Matryoshka Representation Learning (2205.13147v4)

Published 26 May 2022 in cs.LG and cs.CV

Abstract: Learned representations are a central component in modern ML systems, serving a multitude of downstream tasks. When training such representations, it is often the case that computational and statistical constraints for each downstream task are unknown. In this context rigid, fixed capacity representations can be either over or under-accommodating to the task at hand. This leads us to ask: can we design a flexible representation that can adapt to multiple downstream tasks with varying computational resources? Our main contribution is Matryoshka Representation Learning (MRL) which encodes information at different granularities and allows a single embedding to adapt to the computational constraints of downstream tasks. MRL minimally modifies existing representation learning pipelines and imposes no additional cost during inference and deployment. MRL learns coarse-to-fine representations that are at least as accurate and rich as independently trained low-dimensional representations. The flexibility within the learned Matryoshka Representations offer: (a) up to 14x smaller embedding size for ImageNet-1K classification at the same level of accuracy; (b) up to 14x real-world speed-ups for large-scale retrieval on ImageNet-1K and 4K; and (c) up to 2% accuracy improvements for long-tail few-shot classification, all while being as robust as the original representations. Finally, we show that MRL extends seamlessly to web-scale datasets (ImageNet, JFT) across various modalities -- vision (ViT, ResNet), vision + language (ALIGN) and language (BERT).
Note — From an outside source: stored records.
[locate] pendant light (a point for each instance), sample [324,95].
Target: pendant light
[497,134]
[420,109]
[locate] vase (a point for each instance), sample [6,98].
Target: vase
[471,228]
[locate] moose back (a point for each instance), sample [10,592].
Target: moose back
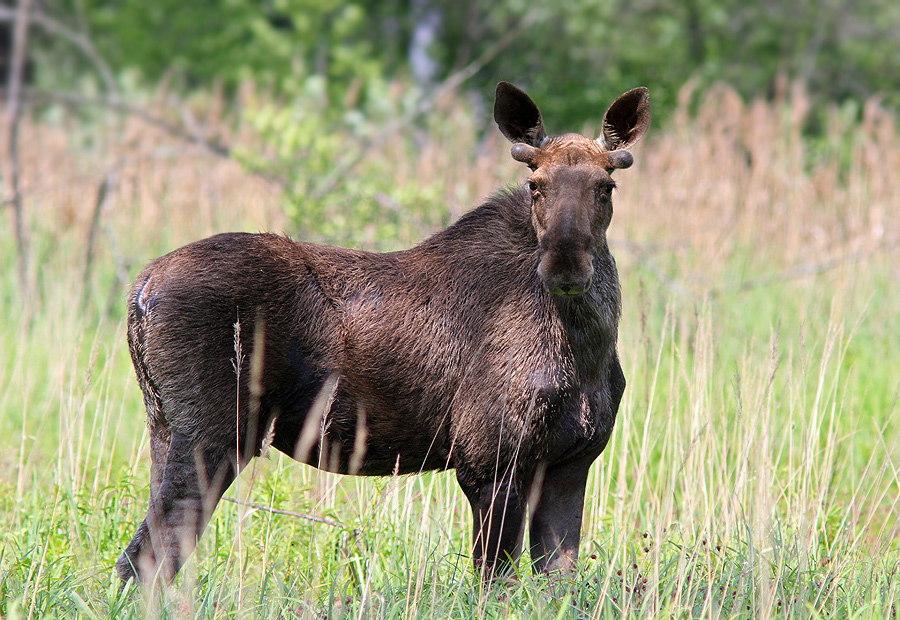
[489,348]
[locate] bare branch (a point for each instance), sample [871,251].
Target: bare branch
[428,102]
[13,116]
[78,39]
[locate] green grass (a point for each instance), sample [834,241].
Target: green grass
[754,471]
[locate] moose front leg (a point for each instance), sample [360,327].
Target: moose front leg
[498,526]
[556,522]
[192,483]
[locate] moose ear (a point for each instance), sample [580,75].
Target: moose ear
[626,120]
[517,116]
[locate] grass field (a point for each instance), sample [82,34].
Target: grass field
[755,467]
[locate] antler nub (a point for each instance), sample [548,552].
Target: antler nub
[524,153]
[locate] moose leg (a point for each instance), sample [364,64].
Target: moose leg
[498,522]
[556,522]
[192,484]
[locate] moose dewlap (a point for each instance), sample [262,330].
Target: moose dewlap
[490,348]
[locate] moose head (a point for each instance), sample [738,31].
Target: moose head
[571,183]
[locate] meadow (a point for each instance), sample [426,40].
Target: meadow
[754,471]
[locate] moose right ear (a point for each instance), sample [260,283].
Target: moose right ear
[517,116]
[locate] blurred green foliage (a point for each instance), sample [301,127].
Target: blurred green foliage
[574,56]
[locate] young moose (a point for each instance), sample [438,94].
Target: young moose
[489,348]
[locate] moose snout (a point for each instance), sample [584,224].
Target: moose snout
[566,274]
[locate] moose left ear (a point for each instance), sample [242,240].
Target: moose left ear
[626,120]
[517,116]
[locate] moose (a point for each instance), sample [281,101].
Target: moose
[489,348]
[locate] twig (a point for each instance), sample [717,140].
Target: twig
[104,193]
[13,112]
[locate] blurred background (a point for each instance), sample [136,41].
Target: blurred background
[757,239]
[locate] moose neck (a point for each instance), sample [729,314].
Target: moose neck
[590,320]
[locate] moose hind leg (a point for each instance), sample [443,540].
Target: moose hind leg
[193,481]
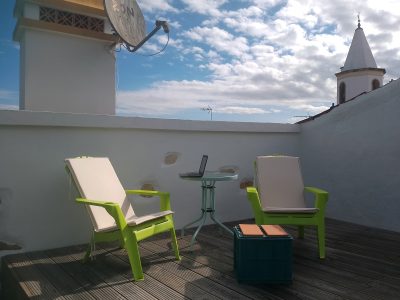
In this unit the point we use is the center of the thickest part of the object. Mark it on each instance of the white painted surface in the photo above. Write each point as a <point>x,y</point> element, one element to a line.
<point>79,71</point>
<point>354,153</point>
<point>360,54</point>
<point>359,69</point>
<point>358,82</point>
<point>39,213</point>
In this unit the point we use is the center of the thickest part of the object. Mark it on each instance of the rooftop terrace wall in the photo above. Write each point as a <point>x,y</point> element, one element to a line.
<point>354,152</point>
<point>37,210</point>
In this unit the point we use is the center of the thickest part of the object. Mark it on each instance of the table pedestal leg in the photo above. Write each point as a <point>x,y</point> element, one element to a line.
<point>207,206</point>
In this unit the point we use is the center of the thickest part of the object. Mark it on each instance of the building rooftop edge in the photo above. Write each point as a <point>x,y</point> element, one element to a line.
<point>52,119</point>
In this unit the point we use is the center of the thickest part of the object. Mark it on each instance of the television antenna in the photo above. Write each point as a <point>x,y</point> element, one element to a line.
<point>127,20</point>
<point>209,110</point>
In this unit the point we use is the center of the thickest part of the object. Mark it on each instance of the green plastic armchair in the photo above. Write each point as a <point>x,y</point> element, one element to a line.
<point>278,197</point>
<point>111,212</point>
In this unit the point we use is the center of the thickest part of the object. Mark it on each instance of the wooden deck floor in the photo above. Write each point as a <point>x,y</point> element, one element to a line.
<point>362,263</point>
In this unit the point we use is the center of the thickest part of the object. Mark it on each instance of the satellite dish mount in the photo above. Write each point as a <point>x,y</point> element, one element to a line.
<point>127,20</point>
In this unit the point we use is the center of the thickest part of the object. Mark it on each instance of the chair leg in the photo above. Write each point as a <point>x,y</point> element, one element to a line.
<point>132,248</point>
<point>91,248</point>
<point>321,239</point>
<point>300,232</point>
<point>88,253</point>
<point>175,244</point>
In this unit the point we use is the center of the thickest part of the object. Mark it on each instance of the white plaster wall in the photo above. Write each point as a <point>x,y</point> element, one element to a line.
<point>354,153</point>
<point>356,84</point>
<point>79,71</point>
<point>37,210</point>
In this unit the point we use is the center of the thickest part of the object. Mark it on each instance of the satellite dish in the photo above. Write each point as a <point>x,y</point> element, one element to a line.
<point>128,22</point>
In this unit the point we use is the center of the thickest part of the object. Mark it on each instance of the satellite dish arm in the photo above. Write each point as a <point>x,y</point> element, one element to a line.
<point>159,24</point>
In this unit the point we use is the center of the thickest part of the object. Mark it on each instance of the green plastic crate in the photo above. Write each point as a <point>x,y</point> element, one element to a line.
<point>262,259</point>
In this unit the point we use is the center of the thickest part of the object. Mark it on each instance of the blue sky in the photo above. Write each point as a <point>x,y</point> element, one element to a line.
<point>249,60</point>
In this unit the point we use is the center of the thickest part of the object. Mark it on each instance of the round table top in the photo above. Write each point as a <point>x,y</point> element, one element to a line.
<point>214,176</point>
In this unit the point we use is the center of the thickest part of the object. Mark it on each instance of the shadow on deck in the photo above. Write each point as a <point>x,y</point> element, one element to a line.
<point>362,263</point>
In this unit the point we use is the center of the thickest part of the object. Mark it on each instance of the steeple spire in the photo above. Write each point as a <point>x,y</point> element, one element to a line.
<point>360,73</point>
<point>360,55</point>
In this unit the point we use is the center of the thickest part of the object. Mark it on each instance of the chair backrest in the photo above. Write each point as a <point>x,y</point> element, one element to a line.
<point>279,182</point>
<point>96,179</point>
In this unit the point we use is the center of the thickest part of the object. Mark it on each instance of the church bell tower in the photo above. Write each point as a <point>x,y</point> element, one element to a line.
<point>360,73</point>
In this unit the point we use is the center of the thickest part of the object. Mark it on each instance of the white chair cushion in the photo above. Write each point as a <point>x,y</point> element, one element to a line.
<point>279,183</point>
<point>278,210</point>
<point>96,179</point>
<point>140,220</point>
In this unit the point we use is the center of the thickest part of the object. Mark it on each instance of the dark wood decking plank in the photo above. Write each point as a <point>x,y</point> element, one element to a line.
<point>64,283</point>
<point>151,285</point>
<point>204,276</point>
<point>285,292</point>
<point>345,283</point>
<point>89,280</point>
<point>112,274</point>
<point>20,273</point>
<point>150,258</point>
<point>181,280</point>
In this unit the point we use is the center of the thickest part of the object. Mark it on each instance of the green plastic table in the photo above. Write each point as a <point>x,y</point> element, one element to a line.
<point>208,199</point>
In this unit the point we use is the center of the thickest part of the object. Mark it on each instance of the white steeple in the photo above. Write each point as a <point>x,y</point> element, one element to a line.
<point>360,72</point>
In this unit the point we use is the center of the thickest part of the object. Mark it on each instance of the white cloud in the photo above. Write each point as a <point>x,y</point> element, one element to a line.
<point>206,7</point>
<point>260,63</point>
<point>241,110</point>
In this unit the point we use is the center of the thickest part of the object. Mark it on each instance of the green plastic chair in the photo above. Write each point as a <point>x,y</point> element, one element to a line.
<point>111,212</point>
<point>278,197</point>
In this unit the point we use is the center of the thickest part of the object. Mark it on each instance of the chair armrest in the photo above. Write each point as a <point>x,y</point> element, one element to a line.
<point>164,197</point>
<point>252,196</point>
<point>112,208</point>
<point>321,196</point>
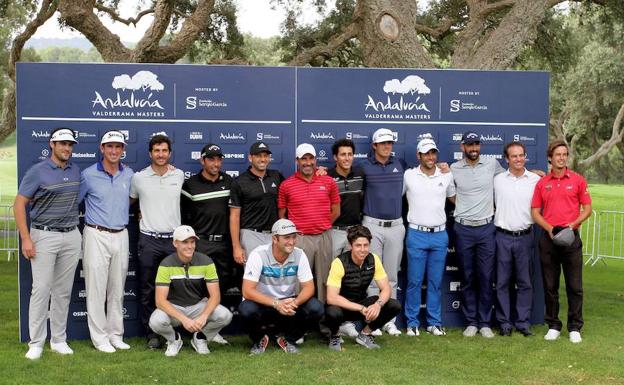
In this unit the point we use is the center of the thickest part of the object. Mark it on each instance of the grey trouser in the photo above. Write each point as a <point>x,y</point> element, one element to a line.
<point>161,323</point>
<point>53,270</point>
<point>105,265</point>
<point>251,239</point>
<point>387,243</point>
<point>318,249</point>
<point>339,242</point>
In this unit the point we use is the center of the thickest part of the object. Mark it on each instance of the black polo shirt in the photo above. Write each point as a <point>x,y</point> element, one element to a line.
<point>351,196</point>
<point>204,204</point>
<point>257,199</point>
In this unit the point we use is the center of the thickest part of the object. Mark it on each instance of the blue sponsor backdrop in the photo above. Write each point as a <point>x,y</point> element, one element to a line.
<point>235,106</point>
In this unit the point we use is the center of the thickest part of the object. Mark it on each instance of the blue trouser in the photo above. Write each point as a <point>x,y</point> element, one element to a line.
<point>425,252</point>
<point>513,257</point>
<point>475,247</point>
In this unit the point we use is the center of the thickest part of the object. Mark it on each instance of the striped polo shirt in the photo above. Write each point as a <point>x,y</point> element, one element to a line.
<point>53,192</point>
<point>186,281</point>
<point>309,202</point>
<point>277,280</point>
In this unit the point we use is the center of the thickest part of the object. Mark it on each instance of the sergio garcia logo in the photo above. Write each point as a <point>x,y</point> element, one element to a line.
<point>134,95</point>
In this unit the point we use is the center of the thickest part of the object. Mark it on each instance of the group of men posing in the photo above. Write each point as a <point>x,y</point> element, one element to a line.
<point>341,244</point>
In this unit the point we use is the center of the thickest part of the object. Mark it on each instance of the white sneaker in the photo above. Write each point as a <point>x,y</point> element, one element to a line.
<point>34,353</point>
<point>575,337</point>
<point>218,339</point>
<point>552,335</point>
<point>391,329</point>
<point>347,329</point>
<point>61,348</point>
<point>173,347</point>
<point>413,332</point>
<point>106,348</point>
<point>470,331</point>
<point>199,344</point>
<point>119,344</point>
<point>436,330</point>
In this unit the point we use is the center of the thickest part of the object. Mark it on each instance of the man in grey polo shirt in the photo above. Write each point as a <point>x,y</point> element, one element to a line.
<point>52,244</point>
<point>157,187</point>
<point>475,233</point>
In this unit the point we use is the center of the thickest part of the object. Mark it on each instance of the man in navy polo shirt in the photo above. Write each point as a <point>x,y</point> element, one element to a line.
<point>105,187</point>
<point>383,202</point>
<point>52,244</point>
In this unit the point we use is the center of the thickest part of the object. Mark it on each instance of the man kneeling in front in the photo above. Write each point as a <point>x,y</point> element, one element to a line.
<point>187,294</point>
<point>349,277</point>
<point>270,291</point>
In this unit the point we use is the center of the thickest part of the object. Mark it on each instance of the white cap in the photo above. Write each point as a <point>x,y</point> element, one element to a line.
<point>63,135</point>
<point>305,148</point>
<point>283,227</point>
<point>426,145</point>
<point>383,135</point>
<point>113,136</point>
<point>184,232</point>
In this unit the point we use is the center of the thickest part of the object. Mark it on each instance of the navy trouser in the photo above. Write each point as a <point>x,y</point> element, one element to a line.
<point>151,252</point>
<point>513,259</point>
<point>475,248</point>
<point>257,319</point>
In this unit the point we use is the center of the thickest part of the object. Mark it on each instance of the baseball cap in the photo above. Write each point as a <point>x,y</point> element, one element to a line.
<point>184,232</point>
<point>383,135</point>
<point>283,227</point>
<point>563,236</point>
<point>211,150</point>
<point>470,137</point>
<point>426,145</point>
<point>305,148</point>
<point>64,134</point>
<point>258,148</point>
<point>113,136</point>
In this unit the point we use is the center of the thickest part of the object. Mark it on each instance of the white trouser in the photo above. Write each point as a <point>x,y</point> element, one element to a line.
<point>163,324</point>
<point>105,265</point>
<point>53,270</point>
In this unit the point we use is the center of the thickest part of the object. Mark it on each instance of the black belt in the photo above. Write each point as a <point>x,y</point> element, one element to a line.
<point>55,229</point>
<point>514,233</point>
<point>102,228</point>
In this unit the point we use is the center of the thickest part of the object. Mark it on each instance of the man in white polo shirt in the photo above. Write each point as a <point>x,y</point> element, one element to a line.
<point>426,189</point>
<point>157,187</point>
<point>513,191</point>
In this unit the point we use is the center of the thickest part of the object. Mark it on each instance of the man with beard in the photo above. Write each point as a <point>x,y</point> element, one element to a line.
<point>561,202</point>
<point>157,187</point>
<point>253,203</point>
<point>105,187</point>
<point>313,203</point>
<point>52,244</point>
<point>475,233</point>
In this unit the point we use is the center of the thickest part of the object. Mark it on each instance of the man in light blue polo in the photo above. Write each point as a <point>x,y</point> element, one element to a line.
<point>52,244</point>
<point>475,233</point>
<point>105,187</point>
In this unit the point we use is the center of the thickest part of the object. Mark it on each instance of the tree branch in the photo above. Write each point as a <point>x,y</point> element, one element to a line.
<point>329,49</point>
<point>112,12</point>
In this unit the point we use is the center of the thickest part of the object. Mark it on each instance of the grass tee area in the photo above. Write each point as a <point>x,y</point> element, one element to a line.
<point>451,359</point>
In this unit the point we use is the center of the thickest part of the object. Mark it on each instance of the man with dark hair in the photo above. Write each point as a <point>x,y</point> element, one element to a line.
<point>52,244</point>
<point>190,300</point>
<point>513,190</point>
<point>157,187</point>
<point>253,203</point>
<point>475,233</point>
<point>349,277</point>
<point>561,202</point>
<point>105,187</point>
<point>272,274</point>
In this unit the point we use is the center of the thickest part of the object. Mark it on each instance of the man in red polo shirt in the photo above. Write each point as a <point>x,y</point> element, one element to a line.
<point>312,202</point>
<point>561,200</point>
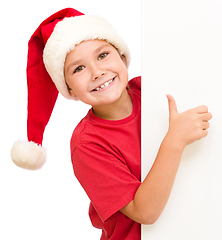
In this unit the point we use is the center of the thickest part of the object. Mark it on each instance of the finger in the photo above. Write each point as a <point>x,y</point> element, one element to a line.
<point>206,116</point>
<point>205,125</point>
<point>172,105</point>
<point>204,133</point>
<point>202,109</point>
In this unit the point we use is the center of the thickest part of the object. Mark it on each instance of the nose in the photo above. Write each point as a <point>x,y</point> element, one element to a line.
<point>97,71</point>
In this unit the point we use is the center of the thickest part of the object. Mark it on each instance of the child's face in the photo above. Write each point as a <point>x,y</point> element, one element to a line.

MRL code and pretrained models are open-sourced at https://github.com/RAIVNLab/MRL.

Citations (47)

View on Semantic Scholar

Summary

The paper introduces a flexible, nested embedding methodology that adapts representation granularity to meet varying task demands.
It demonstrates embedding size reductions up to 14 times in classification and retrieval speed-ups up to 128 times without sacrificing accuracy.
The MRL framework integrates seamlessly with existing pipelines, enhancing performance in few-shot tasks and large-scale applications.

Introduction

Representation learning is a cornerstone of modern ML systems, impacting a range of downstream tasks. Fixed-capacity representations, the norm in deep learning architectures, can underperform when faced with varying computational and statistical task requirements. The introduction of Matryoshka Representation Learning (MRL) addresses this rigidity, presenting a novel methodology for developing adaptable representations at multiple granularities, improving the trade-off between accuracy and computational efficiency.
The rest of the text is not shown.